Germany Eyes Legislation Making Companies Liable for Suppliers

German companies are failing to meet the government’s ecological and social standards for their foreign supply chains, raising the prospect that Angela Merkel’s administration will now introduce legislation to force them.

A survey carried out by the foreign ministry found that only a minority of the companies based in Germany with more than 500 employees had met the requirements laid out in the government’s 2016 National Action Plan for Business and Human Rights. Only 20% of the 2,250 companies asked to participate in the survey actually answered, DPA news agency reported on Tuesday.

The study shows “very clearly that many companies have fallen short of the government‘s expectation,” Foreign Minister Heiko Maas said in a statement. “We must therefore now talk about legal regulations, so that exemplary actions by companies will be rewarded and the black sheep will be held accountable.”

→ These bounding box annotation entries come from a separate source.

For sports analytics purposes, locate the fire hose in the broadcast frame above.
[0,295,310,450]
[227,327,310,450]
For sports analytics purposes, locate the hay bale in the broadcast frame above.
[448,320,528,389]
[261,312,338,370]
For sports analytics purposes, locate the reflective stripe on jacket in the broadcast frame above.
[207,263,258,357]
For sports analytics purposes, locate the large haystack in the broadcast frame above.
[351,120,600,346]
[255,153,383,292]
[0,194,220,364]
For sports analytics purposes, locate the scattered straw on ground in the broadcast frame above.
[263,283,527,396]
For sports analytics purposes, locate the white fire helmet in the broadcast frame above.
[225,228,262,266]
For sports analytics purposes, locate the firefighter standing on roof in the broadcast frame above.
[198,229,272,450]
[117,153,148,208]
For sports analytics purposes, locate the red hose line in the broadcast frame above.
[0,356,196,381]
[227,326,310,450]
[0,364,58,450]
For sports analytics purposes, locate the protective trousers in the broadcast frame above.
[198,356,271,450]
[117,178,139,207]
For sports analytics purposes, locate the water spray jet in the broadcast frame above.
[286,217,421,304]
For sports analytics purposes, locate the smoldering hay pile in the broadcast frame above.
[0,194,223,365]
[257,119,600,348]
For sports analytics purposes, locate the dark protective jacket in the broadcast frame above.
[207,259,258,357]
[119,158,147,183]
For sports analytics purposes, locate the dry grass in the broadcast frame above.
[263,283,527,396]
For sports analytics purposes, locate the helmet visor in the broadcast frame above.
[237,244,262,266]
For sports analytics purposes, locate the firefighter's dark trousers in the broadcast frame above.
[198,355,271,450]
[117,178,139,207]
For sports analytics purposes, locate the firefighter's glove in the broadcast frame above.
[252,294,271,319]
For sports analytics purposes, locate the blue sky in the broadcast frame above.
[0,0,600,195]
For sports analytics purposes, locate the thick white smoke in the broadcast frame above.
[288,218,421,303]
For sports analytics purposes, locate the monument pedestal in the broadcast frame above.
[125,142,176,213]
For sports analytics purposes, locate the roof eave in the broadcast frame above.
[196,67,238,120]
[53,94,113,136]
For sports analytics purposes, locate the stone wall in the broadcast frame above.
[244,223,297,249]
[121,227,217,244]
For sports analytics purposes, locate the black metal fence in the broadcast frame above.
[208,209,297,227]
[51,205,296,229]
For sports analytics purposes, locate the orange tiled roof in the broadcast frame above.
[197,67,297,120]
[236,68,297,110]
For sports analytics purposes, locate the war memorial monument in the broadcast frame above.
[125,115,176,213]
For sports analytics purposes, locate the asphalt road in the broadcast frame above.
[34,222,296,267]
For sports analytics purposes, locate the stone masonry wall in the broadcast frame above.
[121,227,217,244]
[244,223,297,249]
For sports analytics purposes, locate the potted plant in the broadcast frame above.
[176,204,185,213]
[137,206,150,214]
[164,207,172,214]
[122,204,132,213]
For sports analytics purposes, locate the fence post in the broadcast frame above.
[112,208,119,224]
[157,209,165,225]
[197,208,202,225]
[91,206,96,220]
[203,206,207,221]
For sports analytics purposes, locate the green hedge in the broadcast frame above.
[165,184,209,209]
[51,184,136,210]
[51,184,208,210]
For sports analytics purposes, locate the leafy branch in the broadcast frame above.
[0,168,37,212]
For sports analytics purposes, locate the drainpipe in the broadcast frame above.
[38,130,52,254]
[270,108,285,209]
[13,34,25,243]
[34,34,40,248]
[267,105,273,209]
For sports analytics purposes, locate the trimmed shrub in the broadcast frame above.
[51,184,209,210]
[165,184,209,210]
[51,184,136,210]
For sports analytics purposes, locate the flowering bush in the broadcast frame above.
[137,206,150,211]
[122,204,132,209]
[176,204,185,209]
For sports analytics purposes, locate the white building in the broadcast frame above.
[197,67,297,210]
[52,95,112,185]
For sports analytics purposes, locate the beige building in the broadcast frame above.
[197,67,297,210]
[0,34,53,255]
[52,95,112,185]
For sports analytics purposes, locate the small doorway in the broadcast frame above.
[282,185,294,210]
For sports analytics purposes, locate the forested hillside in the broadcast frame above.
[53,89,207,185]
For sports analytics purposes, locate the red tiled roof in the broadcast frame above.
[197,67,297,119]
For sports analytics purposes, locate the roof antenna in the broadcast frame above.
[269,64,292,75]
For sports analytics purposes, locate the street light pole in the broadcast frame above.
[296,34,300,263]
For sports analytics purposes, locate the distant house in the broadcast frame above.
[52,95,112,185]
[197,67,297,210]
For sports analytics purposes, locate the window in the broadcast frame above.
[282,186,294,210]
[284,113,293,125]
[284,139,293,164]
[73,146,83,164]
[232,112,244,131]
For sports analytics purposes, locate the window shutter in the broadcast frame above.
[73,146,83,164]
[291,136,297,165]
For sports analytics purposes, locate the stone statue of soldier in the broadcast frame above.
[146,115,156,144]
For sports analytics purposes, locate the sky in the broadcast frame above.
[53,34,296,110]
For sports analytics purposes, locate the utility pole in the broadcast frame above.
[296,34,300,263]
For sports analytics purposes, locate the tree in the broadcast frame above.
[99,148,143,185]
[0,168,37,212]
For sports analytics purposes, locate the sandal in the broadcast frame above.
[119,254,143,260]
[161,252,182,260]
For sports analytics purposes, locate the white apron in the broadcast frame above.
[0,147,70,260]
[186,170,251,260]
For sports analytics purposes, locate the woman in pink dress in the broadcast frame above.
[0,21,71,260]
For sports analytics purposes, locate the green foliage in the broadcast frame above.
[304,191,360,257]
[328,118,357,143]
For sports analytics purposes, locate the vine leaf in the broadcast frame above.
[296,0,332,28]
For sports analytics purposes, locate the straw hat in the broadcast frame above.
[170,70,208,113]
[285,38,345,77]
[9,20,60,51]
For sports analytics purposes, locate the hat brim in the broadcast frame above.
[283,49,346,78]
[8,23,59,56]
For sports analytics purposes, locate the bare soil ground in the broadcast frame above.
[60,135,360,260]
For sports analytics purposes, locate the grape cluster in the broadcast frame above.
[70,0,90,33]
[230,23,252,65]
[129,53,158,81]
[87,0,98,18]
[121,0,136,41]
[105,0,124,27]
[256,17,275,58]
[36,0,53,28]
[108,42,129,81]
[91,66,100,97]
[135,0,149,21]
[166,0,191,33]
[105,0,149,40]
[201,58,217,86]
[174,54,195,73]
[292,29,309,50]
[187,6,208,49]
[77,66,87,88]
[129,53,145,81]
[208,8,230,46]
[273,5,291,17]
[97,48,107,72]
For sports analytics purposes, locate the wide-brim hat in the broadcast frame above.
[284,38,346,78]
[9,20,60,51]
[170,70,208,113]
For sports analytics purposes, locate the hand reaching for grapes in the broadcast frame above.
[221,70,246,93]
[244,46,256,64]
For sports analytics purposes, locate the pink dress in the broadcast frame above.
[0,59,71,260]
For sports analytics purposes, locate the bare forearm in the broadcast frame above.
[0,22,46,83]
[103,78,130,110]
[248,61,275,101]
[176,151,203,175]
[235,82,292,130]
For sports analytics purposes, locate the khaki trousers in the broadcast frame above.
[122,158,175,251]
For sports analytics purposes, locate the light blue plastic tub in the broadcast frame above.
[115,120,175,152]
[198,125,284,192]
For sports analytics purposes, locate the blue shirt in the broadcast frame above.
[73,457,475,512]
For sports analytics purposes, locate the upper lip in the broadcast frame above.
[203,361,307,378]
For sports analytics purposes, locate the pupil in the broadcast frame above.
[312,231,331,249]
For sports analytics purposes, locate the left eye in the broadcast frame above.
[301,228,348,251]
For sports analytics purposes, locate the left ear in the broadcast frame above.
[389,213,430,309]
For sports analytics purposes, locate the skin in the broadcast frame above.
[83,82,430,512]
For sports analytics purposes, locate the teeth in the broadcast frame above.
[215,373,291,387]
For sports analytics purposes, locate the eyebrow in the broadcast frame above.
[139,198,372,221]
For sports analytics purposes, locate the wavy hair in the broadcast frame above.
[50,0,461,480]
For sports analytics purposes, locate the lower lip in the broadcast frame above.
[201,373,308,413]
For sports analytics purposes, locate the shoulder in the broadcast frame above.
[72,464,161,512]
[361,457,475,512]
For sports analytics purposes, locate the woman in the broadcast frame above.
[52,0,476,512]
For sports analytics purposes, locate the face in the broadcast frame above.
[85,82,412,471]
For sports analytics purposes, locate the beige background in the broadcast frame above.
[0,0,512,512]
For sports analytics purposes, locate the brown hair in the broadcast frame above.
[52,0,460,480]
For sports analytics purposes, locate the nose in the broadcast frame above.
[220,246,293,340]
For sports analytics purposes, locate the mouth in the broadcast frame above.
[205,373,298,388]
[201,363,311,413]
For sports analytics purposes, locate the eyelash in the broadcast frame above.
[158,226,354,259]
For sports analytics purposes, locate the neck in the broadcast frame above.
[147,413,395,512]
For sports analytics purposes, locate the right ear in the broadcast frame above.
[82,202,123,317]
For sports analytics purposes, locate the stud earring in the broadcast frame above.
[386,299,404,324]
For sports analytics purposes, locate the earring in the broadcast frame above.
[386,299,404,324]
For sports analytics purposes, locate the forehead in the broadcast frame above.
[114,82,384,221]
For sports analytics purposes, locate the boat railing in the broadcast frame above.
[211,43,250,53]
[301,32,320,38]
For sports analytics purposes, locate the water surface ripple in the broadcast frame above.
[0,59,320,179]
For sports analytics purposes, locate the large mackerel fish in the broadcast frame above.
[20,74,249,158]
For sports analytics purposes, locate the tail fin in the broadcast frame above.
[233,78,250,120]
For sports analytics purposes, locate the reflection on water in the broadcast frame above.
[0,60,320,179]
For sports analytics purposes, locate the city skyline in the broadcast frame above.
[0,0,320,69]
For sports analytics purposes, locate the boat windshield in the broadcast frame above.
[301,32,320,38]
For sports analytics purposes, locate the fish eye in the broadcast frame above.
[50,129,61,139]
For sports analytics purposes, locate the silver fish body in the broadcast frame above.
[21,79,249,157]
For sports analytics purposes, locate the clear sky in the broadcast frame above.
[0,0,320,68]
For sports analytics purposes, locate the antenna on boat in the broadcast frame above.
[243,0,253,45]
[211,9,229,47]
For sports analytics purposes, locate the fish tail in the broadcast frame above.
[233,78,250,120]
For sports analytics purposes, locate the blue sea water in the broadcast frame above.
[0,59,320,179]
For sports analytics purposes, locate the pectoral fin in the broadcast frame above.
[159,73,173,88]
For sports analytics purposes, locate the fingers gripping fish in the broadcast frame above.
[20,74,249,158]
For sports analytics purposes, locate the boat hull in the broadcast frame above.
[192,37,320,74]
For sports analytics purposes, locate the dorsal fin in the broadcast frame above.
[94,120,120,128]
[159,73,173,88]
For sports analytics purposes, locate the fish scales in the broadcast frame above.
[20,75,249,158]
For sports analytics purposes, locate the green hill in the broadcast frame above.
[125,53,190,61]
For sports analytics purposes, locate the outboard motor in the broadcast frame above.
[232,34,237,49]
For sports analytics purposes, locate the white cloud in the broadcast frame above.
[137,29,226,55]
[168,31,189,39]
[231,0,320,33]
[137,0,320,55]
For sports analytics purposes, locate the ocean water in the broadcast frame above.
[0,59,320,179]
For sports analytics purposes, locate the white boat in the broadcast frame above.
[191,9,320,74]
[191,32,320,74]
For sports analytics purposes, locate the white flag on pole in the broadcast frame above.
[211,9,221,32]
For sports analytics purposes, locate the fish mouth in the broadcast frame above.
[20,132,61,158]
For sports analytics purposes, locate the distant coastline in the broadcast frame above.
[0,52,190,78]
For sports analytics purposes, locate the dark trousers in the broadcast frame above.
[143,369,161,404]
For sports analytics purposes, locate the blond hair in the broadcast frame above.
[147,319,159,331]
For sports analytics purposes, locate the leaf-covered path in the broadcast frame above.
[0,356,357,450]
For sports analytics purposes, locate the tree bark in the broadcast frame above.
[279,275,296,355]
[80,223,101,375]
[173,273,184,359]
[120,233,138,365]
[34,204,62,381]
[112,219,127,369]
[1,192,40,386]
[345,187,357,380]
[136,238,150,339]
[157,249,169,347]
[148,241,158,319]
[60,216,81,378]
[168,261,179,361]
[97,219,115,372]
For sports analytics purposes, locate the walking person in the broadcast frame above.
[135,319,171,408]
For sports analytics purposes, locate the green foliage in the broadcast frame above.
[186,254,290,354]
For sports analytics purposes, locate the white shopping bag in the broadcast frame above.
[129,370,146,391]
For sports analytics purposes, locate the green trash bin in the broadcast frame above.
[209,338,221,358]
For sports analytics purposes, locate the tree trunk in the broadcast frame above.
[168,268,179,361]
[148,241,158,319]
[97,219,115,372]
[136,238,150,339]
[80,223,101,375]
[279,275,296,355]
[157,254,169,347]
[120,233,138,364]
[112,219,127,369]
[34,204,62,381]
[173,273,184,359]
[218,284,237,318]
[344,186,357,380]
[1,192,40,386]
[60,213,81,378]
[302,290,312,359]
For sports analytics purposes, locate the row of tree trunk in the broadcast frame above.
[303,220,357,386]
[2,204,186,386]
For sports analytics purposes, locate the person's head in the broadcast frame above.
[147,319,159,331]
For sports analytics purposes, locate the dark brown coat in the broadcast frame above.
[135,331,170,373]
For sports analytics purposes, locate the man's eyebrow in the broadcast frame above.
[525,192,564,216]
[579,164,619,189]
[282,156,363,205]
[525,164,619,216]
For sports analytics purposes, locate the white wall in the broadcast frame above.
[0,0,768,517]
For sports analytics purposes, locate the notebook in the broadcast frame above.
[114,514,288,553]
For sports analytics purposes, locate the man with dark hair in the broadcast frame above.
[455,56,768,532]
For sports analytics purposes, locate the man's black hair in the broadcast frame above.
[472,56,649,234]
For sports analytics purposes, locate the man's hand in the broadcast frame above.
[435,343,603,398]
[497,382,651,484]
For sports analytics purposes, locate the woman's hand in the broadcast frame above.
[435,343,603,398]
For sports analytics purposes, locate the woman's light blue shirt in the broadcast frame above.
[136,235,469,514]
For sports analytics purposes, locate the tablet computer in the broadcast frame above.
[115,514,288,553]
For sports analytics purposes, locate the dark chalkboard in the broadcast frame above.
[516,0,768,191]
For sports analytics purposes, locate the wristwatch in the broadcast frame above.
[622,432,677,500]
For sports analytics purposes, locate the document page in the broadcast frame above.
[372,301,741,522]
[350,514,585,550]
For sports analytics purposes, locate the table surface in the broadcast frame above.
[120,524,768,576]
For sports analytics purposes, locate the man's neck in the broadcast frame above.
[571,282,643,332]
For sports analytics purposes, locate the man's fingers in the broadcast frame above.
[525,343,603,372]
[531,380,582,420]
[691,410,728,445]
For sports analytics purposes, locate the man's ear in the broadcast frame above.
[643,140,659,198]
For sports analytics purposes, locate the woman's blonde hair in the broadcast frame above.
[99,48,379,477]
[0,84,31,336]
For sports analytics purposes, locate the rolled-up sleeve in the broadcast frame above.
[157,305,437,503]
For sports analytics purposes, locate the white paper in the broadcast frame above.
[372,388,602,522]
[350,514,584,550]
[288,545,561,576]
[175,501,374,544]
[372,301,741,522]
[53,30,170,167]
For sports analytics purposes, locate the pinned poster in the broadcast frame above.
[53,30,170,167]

The intention of making companies responsible for human rights globally forms part of the coalition agreement between Merkel’s Christian Democratic-led bloc and the Social Democrats. Yet, while the labor ministry and the development ministry threatened they would legally enforce the standards if companies didn’t comply, Economy Minister Peter Altmaier of the CDU warned this would further burden an economy already suffering severely from the effects of the coronavirus pandemic.

In a statement on Tuesday Altmaier called for a European solution to tackle the problem and to avoid a collection of national regulations that would lead to a distortion of competition within the EU.

Steffen Kampeter, head of the national employers’ association BDA, said that German companies were exemplary in observing human and social rights abroad. “A lot has happened in the past 10, 15 years, and German companies are leading here,” Kampeter said on Deutschlandfunk radio.

©2020 Bloomberg L.P.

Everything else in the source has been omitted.